The RE approach [12, 16], although fundamentally different from the time series analysis approach taken here, produces results that are qualitatively similar, i.e., they estimate biotic interactions that can be categorized in the same way as our results into PI, PD, NI and ND. Comparison finds concordance between our results, and RE results in that more negative than positive interactions were observed (Additional file 1: Figure S16 E, J) and that more competition was observed within than between groups (p << 0.001; Additional file 1: Figure S18). This follows the general expectation that stronger competition would stem from a higher degree of metabolic overlap, which is linked with phylogenetic relatedness.

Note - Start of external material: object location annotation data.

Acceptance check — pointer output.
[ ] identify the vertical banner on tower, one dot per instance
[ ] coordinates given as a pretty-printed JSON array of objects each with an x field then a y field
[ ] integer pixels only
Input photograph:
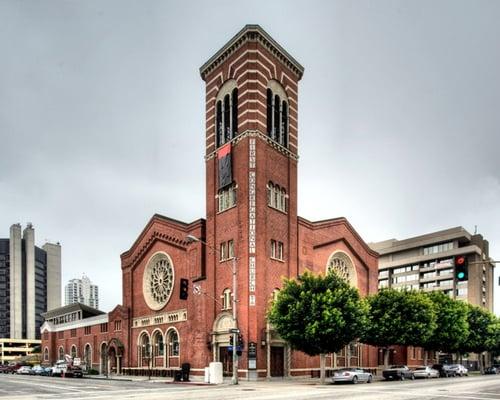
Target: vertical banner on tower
[
  {"x": 251, "y": 221},
  {"x": 224, "y": 165}
]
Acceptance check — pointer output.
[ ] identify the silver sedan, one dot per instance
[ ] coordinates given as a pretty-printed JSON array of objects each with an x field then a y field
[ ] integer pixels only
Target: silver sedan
[
  {"x": 425, "y": 372},
  {"x": 353, "y": 375}
]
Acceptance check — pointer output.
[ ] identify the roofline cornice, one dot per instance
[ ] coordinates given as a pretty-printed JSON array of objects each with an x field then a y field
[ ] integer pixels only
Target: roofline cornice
[{"x": 252, "y": 33}]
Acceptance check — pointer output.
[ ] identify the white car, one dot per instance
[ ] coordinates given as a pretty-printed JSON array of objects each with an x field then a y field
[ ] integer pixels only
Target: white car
[
  {"x": 353, "y": 375},
  {"x": 459, "y": 369},
  {"x": 24, "y": 370},
  {"x": 425, "y": 372}
]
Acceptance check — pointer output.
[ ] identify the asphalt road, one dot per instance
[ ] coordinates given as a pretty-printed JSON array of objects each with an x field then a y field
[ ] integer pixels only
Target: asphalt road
[{"x": 13, "y": 387}]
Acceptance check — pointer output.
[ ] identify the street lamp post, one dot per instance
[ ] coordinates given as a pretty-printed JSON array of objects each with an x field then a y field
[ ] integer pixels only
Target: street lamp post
[{"x": 234, "y": 332}]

We also used the complementary and competitive indices as proxies for ecological connectivity (higher value = more connected), summing the indices of species within each of the six main phyla for comparison with time series analysis results (Fig. 4, Additional file 1: Figure S16). The results from RE are similar to the results from time series analysis in that Firmicutes and Bacteroidetes are the most highly connected groups (Additional file 1: Figure S16A–E). However, in contrast to time series analysis results, the six phyla are roughly equal in terms of mean connectedness estimated from the RE approach (Additional file 1: Figure S16 J).

Comparison of co-occurrence modelling and time series analysis

Co-occurrence modelling, sometimes used in cross-sectional community studies for inference of biotic interactions, is based on the rationale that negatively and positively correlated occurrence patterns arise from negative and positive interactions, respectively [17]. Here, we analysed co-occurrence of taxa within each of the individuals and compared coefficients of contemporaneous correlation to regression coefficients from time series analysis. In each individual, we found a negative correlation (−0.68, −0.48, −0.70 and −025 for I1–I4, respectively; Spearman correlations) between co-occurrence and time series modelling results. A more detailed analysis (generalized additive models) showed these relationships to be highly significant and mostly non-linear (Additional file 1: Figure S12).

Using the lens of enterotyping to view longitudinal data

In order to see if enterotypes are stable over time, we looked at temporal patterns of relative abundances of Bacteriodes, Ruminococcus, and Prevotella as well as a species rich fourth group of Clostridiales belonging to the Lachnospiraceae family and the genus Blautia (Additional file 1: Figure S19). These are the main bacterial groups associated with distinct enterotypes in previous publications [14, 18]. For I2, I3 and I4, there was no strong evidence of enterotype clustering (average silhouette widths of 0.23, 0.18 and 0.29, respectively). In addition, for these individuals, there was generally poor agreement between silhouette widths and Calinski-Harabasz indices for determining optimal cluster numbers, further indicating a poor fit to the data. For I1, however, there was support for two distinct clusters (Fig. 7a, b). This is in agreement with previously reported results [19].

Fig. 7
figure 7

Enterotype switching in I1. a Average silhouette widths of different cluster numbers indicate that two clusters provide a reasonable fit to the data. b PCoA plot of samples from I1 showing two distinct clusters. c Relative abundance of Prevotella in samples corresponding to enterotype 1 (red) and 2 (green). d Relative abundance of Bacteroides in samples corresponding to enterotype 1 (red) and 2 (green)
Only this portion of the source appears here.